Moving to MODIFIED, as all the linked PRs have merged or been closed in favor of other PRs which then merged
Hello Mike, Tried verifying the bug here but do not see any failures / flakes from 4.8 cluster but when looked in the link [1] i see that on 4.7 it has always been falking. Is this expected ? Thanks !! [1] https://search.ci.openshift.org/?search=Multi-AZ+Clusters+should+spread+the+pods+of+a+replication+controller+across+zones&maxAge=48h&context=1&type=bug%2Bjunit&name=&excludeName=&maxMatches=5&maxBytes=20971520&groupBy=job
Okay, thanks for checking. It looks like the changes we merged need to be backported to 4.7 then (I wasn't sure if they already had been). I'll open those PRs and link them to this bug
Do not see any failures with respect to 4.8 runs but still see that it fails with 4.7, so moving the bug back to assigned state.

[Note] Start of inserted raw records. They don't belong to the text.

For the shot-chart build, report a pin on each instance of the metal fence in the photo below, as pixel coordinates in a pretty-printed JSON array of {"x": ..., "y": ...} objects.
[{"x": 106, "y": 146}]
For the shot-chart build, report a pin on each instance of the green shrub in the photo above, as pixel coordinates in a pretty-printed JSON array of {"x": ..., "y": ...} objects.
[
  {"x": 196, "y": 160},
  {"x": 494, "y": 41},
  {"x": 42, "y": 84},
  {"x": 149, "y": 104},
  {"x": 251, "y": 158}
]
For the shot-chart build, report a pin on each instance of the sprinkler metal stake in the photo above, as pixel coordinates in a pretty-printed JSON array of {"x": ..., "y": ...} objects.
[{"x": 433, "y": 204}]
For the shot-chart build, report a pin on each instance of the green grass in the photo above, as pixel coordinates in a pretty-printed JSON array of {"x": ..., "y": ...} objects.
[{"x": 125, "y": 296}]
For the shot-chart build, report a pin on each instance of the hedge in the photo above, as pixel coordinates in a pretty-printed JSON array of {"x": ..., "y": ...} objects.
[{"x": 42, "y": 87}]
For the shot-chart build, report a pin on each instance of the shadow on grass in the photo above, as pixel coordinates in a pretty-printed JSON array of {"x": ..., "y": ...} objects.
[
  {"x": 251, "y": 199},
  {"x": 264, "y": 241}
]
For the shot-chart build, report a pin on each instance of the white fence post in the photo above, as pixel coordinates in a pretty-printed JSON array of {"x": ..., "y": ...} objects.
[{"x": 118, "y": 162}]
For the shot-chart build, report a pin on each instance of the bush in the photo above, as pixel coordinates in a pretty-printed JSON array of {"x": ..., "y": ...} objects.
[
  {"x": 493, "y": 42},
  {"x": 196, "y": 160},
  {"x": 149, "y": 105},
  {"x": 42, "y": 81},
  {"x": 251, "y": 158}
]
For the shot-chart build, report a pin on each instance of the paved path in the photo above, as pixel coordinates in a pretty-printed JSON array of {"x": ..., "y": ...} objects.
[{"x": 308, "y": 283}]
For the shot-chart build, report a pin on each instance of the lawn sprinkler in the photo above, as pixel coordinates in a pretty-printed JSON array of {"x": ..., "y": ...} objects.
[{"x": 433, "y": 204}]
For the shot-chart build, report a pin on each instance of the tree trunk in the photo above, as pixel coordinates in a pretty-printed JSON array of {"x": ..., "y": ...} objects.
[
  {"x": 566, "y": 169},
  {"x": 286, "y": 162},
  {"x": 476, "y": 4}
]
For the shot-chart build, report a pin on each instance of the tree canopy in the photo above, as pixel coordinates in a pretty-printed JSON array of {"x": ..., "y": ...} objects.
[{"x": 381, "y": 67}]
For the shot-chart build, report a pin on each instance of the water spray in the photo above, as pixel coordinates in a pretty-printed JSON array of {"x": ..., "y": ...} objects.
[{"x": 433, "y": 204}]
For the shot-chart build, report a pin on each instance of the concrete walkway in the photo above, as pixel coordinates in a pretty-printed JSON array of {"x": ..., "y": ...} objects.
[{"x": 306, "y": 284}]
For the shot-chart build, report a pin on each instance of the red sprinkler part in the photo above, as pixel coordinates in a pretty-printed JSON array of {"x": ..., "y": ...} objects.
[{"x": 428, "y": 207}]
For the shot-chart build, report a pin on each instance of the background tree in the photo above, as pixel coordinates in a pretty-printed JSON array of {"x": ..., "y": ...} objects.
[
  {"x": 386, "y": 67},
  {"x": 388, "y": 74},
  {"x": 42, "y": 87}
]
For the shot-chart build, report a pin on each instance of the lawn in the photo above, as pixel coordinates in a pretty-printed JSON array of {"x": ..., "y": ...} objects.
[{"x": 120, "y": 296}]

Hello Mike, I checked the bug again in the following test runs and i still see that it is being listed as flaky in all 4.7 runs again and when looked into the details i see that log says 'passed' with details being nil in [1]..[6] & in one of the run it failed with the error listed at [7]. [1] https://prow.ci.openshift.org/view/gs/origin-ci-test/logs/periodic-ci-openshift-release-master-ci-4.7-upgrade-from-stable-4.6-e2e-aws-ovn-upgrade/1434744704989138944 [2] https://prow.ci.openshift.org/view/gs/origin-ci-test/logs/periodic-ci-openshift-release-master-nightly-4.7-upgrade-from-stable-4.6-e2e-aws-upgrade/1434735807087775744 [3] https://prow.ci.openshift.org/view/gs/origin-ci-test/logs/periodic-ci-openshift-release-master-nightly-4.7-e2e-gcp/1434735817128939520 [4] https://prow.ci.openshift.org/view/gs/origin-ci-test/logs/release-openshift-ocp-installer-e2e-aws-upi-4.7/1434735807347822592 [5] https://prow.ci.openshift.org/view/gs/origin-ci-test/logs/periodic-ci-openshift-release-master-ci-4.7-e2e-gcp/1434625145909022720 [6] https://prow.ci.openshift.org/view/gs/origin-ci-test/logs/periodic-ci-openshift-release-master-ci-4.7-e2e-gcp/1434267140524871680 [7] https://prow.ci.openshift.org/view/gs/origin-ci-test/pr-logs/pull/openshift_ovn-kubernetes/719/pull-ci-openshift-ovn-kubernetes-release-4.7-e2e-gcp-ovn/1434605526221590528 Thanks kasturi
Only appearing in 4.7 tests and at a very low rate. Propose this gets closed, from TRT perspective this is not a prio.
Given the priority and the current time frame I don't think we'll be able to address this issue in 4.7.